Studying genomics in India could be challenging and fun at the same time for the varied gene pool. “We have a pool of genes from across the world,” says Gokhale. “The fittest survive in the process of evolution. Without us realising it, many bad genes are getting eliminated on their own. It is different from countries such as Iceland, Denmark or Sweden, which have an ethnic gene pool. There, diseases run in a family generation after generation.” But, mutation in gene-causing diseases in south India may slightly vary from that in north India.
Though genomics allows the selection of the fittest gene, it raises ethical questions such as: Is it okay to sort the fittest? Will it cause imbalance in nature?

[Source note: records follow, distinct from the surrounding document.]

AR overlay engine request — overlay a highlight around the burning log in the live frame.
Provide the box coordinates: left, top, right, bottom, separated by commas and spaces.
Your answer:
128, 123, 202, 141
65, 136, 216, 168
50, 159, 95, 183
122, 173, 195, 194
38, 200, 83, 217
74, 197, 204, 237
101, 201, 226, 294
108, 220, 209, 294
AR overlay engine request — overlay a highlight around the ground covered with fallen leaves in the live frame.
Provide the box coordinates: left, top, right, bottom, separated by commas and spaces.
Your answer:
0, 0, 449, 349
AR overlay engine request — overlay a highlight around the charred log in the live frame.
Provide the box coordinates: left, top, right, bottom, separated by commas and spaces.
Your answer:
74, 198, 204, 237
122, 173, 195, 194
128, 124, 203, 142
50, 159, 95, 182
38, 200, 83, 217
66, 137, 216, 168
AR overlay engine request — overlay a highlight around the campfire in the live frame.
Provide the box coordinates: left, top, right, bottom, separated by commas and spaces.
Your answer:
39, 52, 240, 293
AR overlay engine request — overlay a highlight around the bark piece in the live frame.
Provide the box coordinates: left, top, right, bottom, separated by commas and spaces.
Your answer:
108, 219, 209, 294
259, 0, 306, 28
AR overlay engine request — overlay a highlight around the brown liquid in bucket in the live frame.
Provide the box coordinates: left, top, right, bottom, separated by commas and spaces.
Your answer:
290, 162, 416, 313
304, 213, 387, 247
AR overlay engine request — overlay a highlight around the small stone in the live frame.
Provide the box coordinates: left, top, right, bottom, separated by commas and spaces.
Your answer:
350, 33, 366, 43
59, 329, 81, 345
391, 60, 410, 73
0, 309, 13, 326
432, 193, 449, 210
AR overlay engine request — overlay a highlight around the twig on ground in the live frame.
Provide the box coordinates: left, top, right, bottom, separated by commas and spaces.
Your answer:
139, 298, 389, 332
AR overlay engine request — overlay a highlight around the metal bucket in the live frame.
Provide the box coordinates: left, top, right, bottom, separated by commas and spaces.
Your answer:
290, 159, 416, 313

Is it going to alter the way universe works? Ethical, actionable genomics, says Brahmachari, is what we are doing at a large scale. As long as it is used to improve the quality of life and to bring down the cost of health care, it is ethical. “But mapping genes to find out the diseases one is susceptible to in the later part of life or the qualities of an unborn or newly born child is beyond the ethics of genomics,” he says.
Conceptualised some thirty years ago, the Human Genome Project started in the 1990s. The first human genome graft came in the 2000 and was completed in 2003. At that time it was done at a huge cost, but now diagnostic tests have become quite affordable for families who are desperately looking for an answer to their medical problems. And, there is tremendous hope at the end of the tunnel.